No answer, so I slip inside. The fetid metal stink’s dizzying, but it’s not the smell that overwhelms me—I scream when I see him, the dead man half flopped on the sofa, his toes dangling to the carpet, blood on the ceiling and walls in sloppy looping arcs like someone’s sprayed the wall with blood from a hose. I fall. Backward, against a television and knock it from the stand. Screaming. Or I must have wanted to scream, but the stink of blood fills my mouth like a filmy coating when I scream so I choke it off. Mook—here he was, the legs in trousers, the head scalped, the face wearing a veil of blood, the crown of his hair a few feet away on one of the throw pillows as if he’d sat up from a nap and left it there. My Adware’s flashing a red strobe, attempting to call 911 but I keep overriding the emergency settings, the software scanning nearby buildings for an AED, flashing directional vids for performing CPR, overlaying the dead body with bright white medical graphics, pointing out exactly where I should lay my hands and push. Chest compressions, breathing. Check for breath. I shut it off, shut everything off. I shut the door and set the chain and dead bolts and slump quivering to the carpet, thinking.
Ping Kelly, the police? No, no—keep quiet. I’ve never seen a corpse before, not in reality, not like this. Ten or fifteen minutes or more before regaining some sense, before my breathing evens, even though my heart’s still pounding like a rabbit’s heart.
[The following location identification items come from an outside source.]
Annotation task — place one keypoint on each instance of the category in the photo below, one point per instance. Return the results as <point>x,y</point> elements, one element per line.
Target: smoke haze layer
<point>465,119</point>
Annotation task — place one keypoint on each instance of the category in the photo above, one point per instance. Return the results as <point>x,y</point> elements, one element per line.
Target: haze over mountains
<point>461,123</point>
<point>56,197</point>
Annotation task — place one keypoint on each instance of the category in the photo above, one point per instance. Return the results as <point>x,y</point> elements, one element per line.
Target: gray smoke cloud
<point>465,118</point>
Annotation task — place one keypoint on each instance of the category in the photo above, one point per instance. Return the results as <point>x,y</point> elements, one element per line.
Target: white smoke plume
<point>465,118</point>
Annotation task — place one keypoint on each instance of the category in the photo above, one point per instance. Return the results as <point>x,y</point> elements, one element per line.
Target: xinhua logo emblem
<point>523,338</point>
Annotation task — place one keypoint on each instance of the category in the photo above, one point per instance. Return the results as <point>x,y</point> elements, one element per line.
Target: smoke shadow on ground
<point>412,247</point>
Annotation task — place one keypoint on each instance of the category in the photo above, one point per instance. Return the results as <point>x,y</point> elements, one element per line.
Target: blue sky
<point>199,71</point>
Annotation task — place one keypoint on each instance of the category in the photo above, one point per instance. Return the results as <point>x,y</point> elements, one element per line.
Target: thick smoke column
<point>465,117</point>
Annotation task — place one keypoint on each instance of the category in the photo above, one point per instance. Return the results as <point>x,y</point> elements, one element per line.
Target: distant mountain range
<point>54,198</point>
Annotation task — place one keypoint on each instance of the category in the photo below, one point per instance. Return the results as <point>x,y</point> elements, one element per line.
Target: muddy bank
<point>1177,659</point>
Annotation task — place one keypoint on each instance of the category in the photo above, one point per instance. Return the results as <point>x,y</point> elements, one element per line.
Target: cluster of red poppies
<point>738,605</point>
This was his studio—this suite, every piece of furniture cleared out except a sofa and the television. There’s a kitchen, a bedroom off the main hall. The rest of the space is white, blood-spattered now, with an array of cameras that have been toppled over and broken apart. There’s a green screen setup and a white stage, the stage set with buckets and clotheslines and fabric that’s been dyed purple hanging to dry—my God, replacing the trace of Albion in Peyton’s apartment, that first trace I’d found. Opening the window, I feel like I’ll get drunk on the fresh air—I throw up on the balcony and spend another few minutes with dry heaves before I bring myself to look again at the body. Whoever did this had attacked his face—the face is zebra striped in blood and cuts, like he’d been hacked at with a flurry of crisscrossed razor blade swipes. The neck was gashed open and dug out, the head nearly decapitated. So much blood, Christ, so much blood, the comforters sopped like wet paper towels, the carpet squishy. His hands are cut off at the wrists. Sawed off, but the hands are still folded on his lap. Like Twiggy’s body—Timothy did this. I try to avoid the blood but it’s already on me—my pants, my shoes. The top of Mook’s head has been removed—the top of the skull’s been cut open and the brains scooped out. The brain is smeared across the armrest, at least I think this is the brain—the Adware gone. The eyes have been cut apart, the retinal lenses sliced out.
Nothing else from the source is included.